Sous les cieux gris de La Paz, une onde inattendue a agité le paysage politique bolivien. La saison de transition — d'un gouvernement à un autre — était censée apporter un tournant tranquille. Au lieu de cela, un mercredi après-midi ordinaire, l'ancien président Luis Arce s'est retrouvé escorté par la police, son destin — et celui d'une ère profondément divisée — se déplaçant dans le tourbillon des accusations et de l'incertitude.
Selon l'ancienne ministre María Nela Prada, Arce a été emmené sans préavis le 10 décembre 2025. Elle a décrit son arrestation comme un « enlèvement illégal », affirmant qu'aucune convocation n'avait précédé la détention. La police l'a apparemment transféré au siège de l'unité anti-crime, FELCC, dans le quartier Sopocachi de La Paz.
L'arrestation survient quelques semaines après qu'Arce a quitté ses fonctions, à la fin d'un mandat au cours duquel il a occupé de hauts postes gouvernementaux — y compris son rôle antérieur en tant que ministre de l'économie dans l'administration d'Evo Morales.

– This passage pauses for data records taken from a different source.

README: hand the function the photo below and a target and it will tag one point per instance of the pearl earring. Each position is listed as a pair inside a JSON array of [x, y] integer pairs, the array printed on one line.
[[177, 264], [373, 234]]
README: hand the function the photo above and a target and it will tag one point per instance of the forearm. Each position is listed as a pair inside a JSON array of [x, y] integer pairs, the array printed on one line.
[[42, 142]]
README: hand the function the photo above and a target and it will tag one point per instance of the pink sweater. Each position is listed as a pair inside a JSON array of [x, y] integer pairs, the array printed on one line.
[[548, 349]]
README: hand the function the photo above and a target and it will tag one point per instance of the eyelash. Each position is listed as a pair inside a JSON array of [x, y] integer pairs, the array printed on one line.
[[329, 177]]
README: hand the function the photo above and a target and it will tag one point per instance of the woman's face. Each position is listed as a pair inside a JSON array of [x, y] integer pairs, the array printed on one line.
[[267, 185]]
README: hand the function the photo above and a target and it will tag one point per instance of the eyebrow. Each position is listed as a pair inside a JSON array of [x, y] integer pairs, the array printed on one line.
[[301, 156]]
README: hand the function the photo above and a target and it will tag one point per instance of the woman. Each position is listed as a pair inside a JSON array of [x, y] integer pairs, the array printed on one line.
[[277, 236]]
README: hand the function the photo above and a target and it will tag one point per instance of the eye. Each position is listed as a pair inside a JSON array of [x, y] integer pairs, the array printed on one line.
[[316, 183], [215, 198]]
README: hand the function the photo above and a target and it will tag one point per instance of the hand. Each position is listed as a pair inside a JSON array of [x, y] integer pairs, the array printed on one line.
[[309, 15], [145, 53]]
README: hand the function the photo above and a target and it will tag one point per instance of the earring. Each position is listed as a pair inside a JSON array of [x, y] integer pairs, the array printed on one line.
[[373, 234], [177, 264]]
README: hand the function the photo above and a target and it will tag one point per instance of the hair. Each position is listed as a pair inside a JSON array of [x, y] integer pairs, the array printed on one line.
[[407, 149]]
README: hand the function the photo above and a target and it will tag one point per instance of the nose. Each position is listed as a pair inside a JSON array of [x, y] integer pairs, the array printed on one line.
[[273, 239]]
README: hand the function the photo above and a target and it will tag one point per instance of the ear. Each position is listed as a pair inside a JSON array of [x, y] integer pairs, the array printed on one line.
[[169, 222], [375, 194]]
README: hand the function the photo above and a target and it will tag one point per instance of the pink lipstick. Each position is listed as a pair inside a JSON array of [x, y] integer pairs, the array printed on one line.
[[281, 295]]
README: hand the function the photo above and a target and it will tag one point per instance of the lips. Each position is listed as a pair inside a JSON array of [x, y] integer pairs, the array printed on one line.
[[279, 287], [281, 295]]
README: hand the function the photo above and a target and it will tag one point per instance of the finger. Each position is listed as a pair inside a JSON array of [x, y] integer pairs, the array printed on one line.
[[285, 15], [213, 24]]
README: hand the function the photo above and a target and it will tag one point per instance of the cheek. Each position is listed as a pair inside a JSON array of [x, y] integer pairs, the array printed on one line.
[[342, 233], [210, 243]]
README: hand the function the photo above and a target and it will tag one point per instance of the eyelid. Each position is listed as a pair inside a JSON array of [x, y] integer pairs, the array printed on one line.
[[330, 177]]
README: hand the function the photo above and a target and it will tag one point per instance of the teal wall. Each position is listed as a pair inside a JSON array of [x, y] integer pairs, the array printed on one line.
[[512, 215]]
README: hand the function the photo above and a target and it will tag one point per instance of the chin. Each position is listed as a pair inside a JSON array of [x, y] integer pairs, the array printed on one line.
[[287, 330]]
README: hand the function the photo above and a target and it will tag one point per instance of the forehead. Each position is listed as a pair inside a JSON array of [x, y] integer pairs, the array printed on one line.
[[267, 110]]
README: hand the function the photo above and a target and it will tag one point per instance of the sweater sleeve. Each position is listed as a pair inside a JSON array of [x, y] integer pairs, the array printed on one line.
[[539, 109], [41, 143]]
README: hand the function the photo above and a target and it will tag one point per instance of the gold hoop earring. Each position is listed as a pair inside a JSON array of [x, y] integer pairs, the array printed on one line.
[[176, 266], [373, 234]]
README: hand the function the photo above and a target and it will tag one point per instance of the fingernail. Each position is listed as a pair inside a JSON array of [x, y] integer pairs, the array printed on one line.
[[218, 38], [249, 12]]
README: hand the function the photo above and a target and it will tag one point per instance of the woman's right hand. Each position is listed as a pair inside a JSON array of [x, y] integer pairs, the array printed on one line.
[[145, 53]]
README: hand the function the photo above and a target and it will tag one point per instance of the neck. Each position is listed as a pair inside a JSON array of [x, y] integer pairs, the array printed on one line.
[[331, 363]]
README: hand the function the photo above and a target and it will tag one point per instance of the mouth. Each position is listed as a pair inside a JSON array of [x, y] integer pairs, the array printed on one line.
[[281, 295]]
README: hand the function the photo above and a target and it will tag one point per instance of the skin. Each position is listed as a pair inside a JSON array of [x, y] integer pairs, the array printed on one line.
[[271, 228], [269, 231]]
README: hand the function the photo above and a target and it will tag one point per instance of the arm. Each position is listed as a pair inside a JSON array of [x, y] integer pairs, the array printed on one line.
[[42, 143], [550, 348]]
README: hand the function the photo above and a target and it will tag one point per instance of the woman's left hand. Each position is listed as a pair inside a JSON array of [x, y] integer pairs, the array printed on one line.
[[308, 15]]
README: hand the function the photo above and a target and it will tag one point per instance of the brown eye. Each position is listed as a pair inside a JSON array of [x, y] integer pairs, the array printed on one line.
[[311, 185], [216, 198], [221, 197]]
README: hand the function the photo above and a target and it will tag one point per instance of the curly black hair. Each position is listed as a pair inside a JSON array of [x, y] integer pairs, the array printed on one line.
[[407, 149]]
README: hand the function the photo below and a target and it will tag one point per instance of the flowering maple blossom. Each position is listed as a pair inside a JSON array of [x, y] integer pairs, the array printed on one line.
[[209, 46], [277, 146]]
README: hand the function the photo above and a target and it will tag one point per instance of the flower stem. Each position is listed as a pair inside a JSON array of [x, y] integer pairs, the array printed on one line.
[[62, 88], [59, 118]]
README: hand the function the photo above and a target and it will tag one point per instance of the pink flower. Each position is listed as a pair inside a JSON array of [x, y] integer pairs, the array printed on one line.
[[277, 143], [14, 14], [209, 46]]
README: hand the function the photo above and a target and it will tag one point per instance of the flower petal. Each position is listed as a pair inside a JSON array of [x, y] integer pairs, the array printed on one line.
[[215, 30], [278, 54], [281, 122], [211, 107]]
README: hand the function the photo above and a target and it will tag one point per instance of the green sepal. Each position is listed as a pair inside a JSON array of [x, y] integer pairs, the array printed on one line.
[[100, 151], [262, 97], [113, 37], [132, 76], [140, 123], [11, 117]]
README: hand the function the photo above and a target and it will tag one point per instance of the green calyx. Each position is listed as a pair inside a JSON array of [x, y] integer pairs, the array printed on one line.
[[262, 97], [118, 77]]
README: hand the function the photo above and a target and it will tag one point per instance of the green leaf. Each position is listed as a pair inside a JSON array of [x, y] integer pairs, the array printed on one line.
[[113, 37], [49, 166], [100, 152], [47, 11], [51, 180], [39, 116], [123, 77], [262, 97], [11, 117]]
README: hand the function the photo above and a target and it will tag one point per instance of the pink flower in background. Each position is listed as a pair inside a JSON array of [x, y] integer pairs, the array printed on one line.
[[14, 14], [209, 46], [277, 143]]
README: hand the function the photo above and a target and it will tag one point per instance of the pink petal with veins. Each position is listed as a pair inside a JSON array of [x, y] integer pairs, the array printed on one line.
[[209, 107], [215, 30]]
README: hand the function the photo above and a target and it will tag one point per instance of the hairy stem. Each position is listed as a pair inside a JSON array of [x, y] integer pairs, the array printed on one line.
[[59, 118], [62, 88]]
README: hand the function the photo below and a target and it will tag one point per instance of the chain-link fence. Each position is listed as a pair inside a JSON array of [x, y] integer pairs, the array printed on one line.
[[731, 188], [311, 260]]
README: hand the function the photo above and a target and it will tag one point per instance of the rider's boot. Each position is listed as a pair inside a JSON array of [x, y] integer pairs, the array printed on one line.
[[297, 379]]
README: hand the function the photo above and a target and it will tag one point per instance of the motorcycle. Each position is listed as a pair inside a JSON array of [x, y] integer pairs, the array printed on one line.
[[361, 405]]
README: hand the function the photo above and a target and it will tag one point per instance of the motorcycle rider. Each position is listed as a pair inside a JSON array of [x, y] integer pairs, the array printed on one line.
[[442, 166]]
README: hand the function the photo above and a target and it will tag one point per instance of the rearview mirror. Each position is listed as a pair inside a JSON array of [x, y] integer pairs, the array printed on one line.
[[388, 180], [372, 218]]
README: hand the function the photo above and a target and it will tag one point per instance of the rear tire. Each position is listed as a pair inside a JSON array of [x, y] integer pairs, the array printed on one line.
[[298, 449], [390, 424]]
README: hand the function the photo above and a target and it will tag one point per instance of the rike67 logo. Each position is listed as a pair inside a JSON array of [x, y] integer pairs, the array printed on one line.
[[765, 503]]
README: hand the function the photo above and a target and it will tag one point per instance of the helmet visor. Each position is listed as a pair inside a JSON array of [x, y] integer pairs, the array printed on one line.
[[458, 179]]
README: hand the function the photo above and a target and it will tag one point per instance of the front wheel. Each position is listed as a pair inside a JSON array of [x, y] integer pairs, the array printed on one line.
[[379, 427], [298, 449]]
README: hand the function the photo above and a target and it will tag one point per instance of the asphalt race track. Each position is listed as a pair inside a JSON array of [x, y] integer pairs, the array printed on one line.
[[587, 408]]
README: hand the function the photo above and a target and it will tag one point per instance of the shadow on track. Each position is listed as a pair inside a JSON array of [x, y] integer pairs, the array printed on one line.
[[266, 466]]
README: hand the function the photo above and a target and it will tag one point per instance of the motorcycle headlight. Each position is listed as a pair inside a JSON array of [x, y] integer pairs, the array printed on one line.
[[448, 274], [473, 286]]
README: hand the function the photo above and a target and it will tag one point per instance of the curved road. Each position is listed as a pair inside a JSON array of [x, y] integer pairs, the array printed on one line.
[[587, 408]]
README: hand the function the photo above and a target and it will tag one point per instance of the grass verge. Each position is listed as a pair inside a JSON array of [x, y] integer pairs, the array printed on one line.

Les procureurs affirment que la détention est liée à une prétendue mauvaise gestion et à un détournement de fonds publics d'un programme destiné à soutenir les communautés indigènes et rurales. Les médias locaux et les responsables citent le fonds dormant — initialement destiné à des projets de développement — rouvrant sous un nouveau contrôle par le nouveau gouvernement.
Le ton de l'administration nouvellement installée a été ferme. Une vidéo publiée par le vice-président Edman Lara a célébré l'action, louant l'opération policière comme faisant partie d'une campagne plus large contre la corruption et les abus de ressources d'État liés à la corruption. Pendant ce temps, les alliés et les partisans d'Arce avertissent que ce qui se déroule ne doit pas être confondu avec la justice — ils l'appellent une manœuvre politiquement motivée pour purger les anciens responsables du parti au pouvoir.
Pour la Bolivie, cette arrestation est plus qu'une question d'un homme. Elle marque un tournant symbolique dans un pays longtemps façonné par des oscillations politiques et une légitimité contestée, un moment qui pourrait définir comment la justice — ou la rétribution — est perçue dans les années à venir.
Pour l'instant, Arce reste en détention. Le bureau du procureur public n'a pas encore présenté de déclaration formelle complète. Des procédures judiciaires devraient suivre, mais de nombreux citoyens et observateurs politiques se demandent déjà : que signifie cela pour la fragile démocratie bolivienne et pour la confiance dans des institutions qui doivent équilibrer responsabilité et équité ?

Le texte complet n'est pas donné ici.